Eski Baro Başkan Yardımcısı sıfatıyla 10 Kasım gibi, bu milletin ortak yas ve saygı gününde, provokatif ve maksatlı bir eylem olarak Mustafa Kemal Atatürk'e ait olduğu iddia edilen özel notları ve kişisel düşünceleri kamuoyuna sürmeniz, basit bir fikir beyanı değil, açık bir operasyon girişimidir.

Mustafa Kemal Atatürk'ün dinlere bakış açısı, bireysel ve özel bir düşüncedir. Biz, bu milletin fertleri olarak, onun kişisel inançlarını değil; üstün zekasını, askeri dehasını, büyük komutanlığını, millet sevgisini, çökmüş bir imparatorluktan Türkiye Cumhuriyeti gibi modern bir devlet kurma iradesini ve Cumhuriyet'i ilan etme cesaretini selamlıyor ve bunlara hayranlık duyuyoruz. Ulu Önder'in devasa mirası, sizin cımbızla seçtiğiniz birkaç notun çok ötesindedir.

Unuttuğumuzu mu Sandınız? Geçmişiniz Olayların Odağında

Sizin bu tür provokatif çıkışlar yapmaya kalkmanızın ardındaki zemin gayet açıktır.

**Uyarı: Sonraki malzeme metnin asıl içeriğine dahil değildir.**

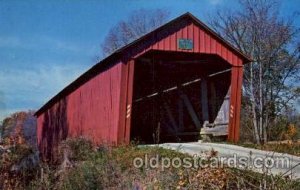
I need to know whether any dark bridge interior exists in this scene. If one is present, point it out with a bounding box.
[130,50,231,144]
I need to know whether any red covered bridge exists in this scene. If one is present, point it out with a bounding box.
[35,13,251,159]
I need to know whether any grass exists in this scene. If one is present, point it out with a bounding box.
[1,138,300,189]
[238,142,300,156]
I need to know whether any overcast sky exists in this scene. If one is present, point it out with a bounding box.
[0,0,300,120]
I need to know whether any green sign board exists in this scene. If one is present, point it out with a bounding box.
[178,39,193,50]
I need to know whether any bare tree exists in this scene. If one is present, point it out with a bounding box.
[0,124,2,143]
[209,0,300,144]
[101,9,170,56]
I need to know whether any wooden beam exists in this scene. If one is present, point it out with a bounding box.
[124,60,135,143]
[228,67,238,142]
[200,125,228,136]
[118,62,129,144]
[178,90,201,129]
[234,67,243,142]
[208,68,231,77]
[163,101,178,134]
[178,98,184,132]
[133,78,201,103]
[210,80,217,118]
[201,78,209,122]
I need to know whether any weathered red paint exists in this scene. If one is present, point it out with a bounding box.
[129,21,244,66]
[37,63,123,160]
[228,67,238,142]
[124,60,135,143]
[35,13,250,159]
[234,66,244,141]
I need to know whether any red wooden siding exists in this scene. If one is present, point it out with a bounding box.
[128,20,243,67]
[37,63,123,160]
[228,66,244,142]
[117,60,135,144]
[124,60,135,143]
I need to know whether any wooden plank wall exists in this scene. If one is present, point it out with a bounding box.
[37,17,246,158]
[37,63,123,160]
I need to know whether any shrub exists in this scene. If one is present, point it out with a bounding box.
[59,137,94,162]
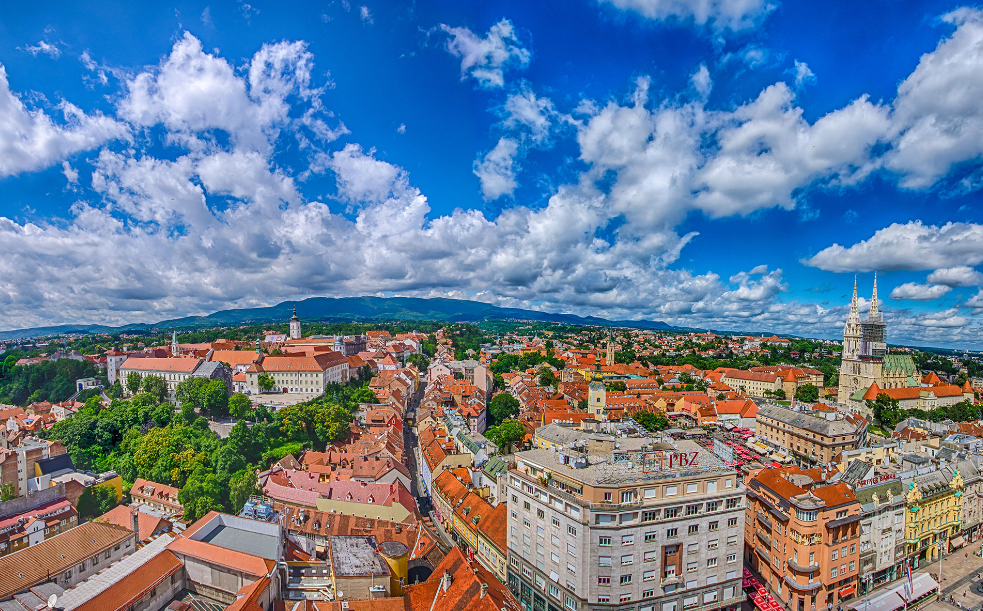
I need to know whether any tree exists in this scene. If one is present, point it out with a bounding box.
[407,353,430,371]
[126,371,142,395]
[606,380,627,392]
[202,379,229,417]
[176,377,209,410]
[866,393,905,429]
[179,465,225,523]
[258,373,276,392]
[538,369,558,388]
[76,485,119,518]
[635,411,670,432]
[794,384,820,403]
[486,419,526,454]
[774,389,786,400]
[141,375,168,404]
[108,381,123,399]
[229,469,261,513]
[488,392,520,425]
[229,393,253,418]
[0,482,16,501]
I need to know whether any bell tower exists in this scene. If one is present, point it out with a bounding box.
[289,307,302,340]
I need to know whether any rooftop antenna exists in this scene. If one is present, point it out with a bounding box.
[47,594,58,610]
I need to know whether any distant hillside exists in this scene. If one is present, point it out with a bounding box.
[0,296,675,340]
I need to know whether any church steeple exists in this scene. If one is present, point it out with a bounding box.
[868,272,882,322]
[848,275,859,321]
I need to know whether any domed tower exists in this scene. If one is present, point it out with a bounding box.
[289,306,301,340]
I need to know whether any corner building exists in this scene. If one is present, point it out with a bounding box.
[506,436,746,611]
[744,466,862,611]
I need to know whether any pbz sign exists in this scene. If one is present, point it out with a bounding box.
[642,451,700,472]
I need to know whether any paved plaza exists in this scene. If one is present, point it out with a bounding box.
[909,538,983,611]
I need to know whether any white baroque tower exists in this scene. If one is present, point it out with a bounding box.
[289,307,302,340]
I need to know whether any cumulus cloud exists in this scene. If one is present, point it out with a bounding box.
[359,6,373,23]
[912,308,969,327]
[119,32,332,152]
[598,0,777,32]
[439,19,530,88]
[0,64,128,177]
[884,8,983,189]
[474,138,519,200]
[889,282,952,301]
[927,266,983,287]
[501,85,557,145]
[803,222,983,272]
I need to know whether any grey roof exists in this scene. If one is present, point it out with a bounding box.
[199,523,279,560]
[834,460,872,488]
[192,361,223,378]
[756,405,859,437]
[516,438,732,487]
[57,535,174,611]
[937,447,958,462]
[329,536,390,577]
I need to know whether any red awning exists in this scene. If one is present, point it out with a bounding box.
[840,586,856,598]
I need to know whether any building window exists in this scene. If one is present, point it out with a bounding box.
[552,517,561,528]
[728,518,738,527]
[598,596,611,603]
[599,576,611,585]
[666,486,677,496]
[686,483,698,494]
[796,509,818,521]
[687,562,698,573]
[622,555,634,565]
[568,525,577,536]
[726,498,740,509]
[686,504,701,516]
[727,554,737,564]
[708,539,718,550]
[707,558,717,568]
[645,531,657,542]
[621,574,633,584]
[549,584,560,599]
[599,536,612,546]
[622,535,634,545]
[621,594,633,603]
[644,569,656,581]
[599,556,612,567]
[688,525,699,535]
[644,550,658,562]
[668,528,678,538]
[604,492,613,502]
[643,510,658,522]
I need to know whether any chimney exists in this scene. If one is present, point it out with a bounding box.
[480,583,488,599]
[131,509,140,536]
[442,571,452,592]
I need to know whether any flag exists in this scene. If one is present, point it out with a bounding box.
[791,396,796,410]
[903,563,913,599]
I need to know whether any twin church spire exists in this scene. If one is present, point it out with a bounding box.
[848,272,880,322]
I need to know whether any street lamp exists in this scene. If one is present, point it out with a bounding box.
[863,573,873,611]
[937,533,948,598]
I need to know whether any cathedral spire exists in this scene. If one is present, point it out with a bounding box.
[869,272,881,321]
[850,275,858,314]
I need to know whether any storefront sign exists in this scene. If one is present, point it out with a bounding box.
[857,474,896,487]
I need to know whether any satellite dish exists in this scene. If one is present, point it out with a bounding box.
[337,591,344,599]
[47,594,58,609]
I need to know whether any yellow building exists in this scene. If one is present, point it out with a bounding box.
[904,469,963,566]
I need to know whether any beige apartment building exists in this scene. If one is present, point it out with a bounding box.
[506,425,746,611]
[756,405,867,466]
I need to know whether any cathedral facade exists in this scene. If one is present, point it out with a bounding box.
[838,275,917,406]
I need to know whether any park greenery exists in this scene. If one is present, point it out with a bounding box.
[42,376,371,523]
[0,356,101,405]
[634,410,670,432]
[867,394,981,430]
[488,392,520,426]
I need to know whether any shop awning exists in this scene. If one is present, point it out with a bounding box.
[839,585,856,598]
[950,536,965,549]
[847,573,939,611]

Biz, sizin o dönemin Kayseri Barosu Başkan Yardımcısı olarak sergilediğiniz tavırları, o dönemin karanlık günlerinde yaşananları unutmadık:

  • FETÖ'cülerin ilk büyük operasyonu sayılan, Kayseri'deki üç astsubayın tutuklanması sürecinde, Baro'da FETÖ'cü ailelerle bir araya gelerek yaptığınız basın açıklamalarındaki kritik rolünüzü hala hatırlıyoruz.

  • Dönemin Garnizon Komutanı Rıdvan Ulugüler, Jandarma alay Komutanı Cemal Temizöz ve Jandarma Bölge Komutanı Ali Aydın Paşa gibi vatansever komutanların tutuklanmalarında rol almanızı unutmadık.

  • Özellikle Garnizon Komutanı Rıdvan Ulugüler'in yayınladığı iddia edilen sahte emirle ülkeyi karıştırma girişiminde rol alarak bu kumpaslara hizmet ettiğinizi bu millet not etmiştir.

  • O FETÖ’cü astsubayları sorgulayan, devletine bağlı askeri savcı Ahmet Zeki Üçok’a kurulan "Hipnozcu Yarbay" kumpasını ve ona yaptıklarınızı dün gibi hatırlıyoruz!

Bugün, bu ülkenin kurucusuna karşı, tarihi gerçekleri manipüle ederek bu denli rahat ve haddini aşan bir dille operasyon çekmeye çalışmanızın tek bir nedeni olabilir: Geçmişteki gayrimeşru eylemlerinizin karşılığını bu devletten gerektiği gibi alamamış olmanızın verdiği hınç ve tatminsizlik!

Kendinize Gelin! 10 Kasım, ayrıştırma ve kin kusma günü değil, bu devletin kurucusu önünde saygıyla eğilme günüdür.

Siz, eski bir hukukçu ve Baro yöneticisi olarak, bu ülkenin kurucu değerlerine ve ortak hafızasına saygı duymak zorundasınız. Provokasyondan beslenmeyi bırakın ve bu ülkenin değerlerine yönelik yıkıcı eylemlerinizden vazgeçin.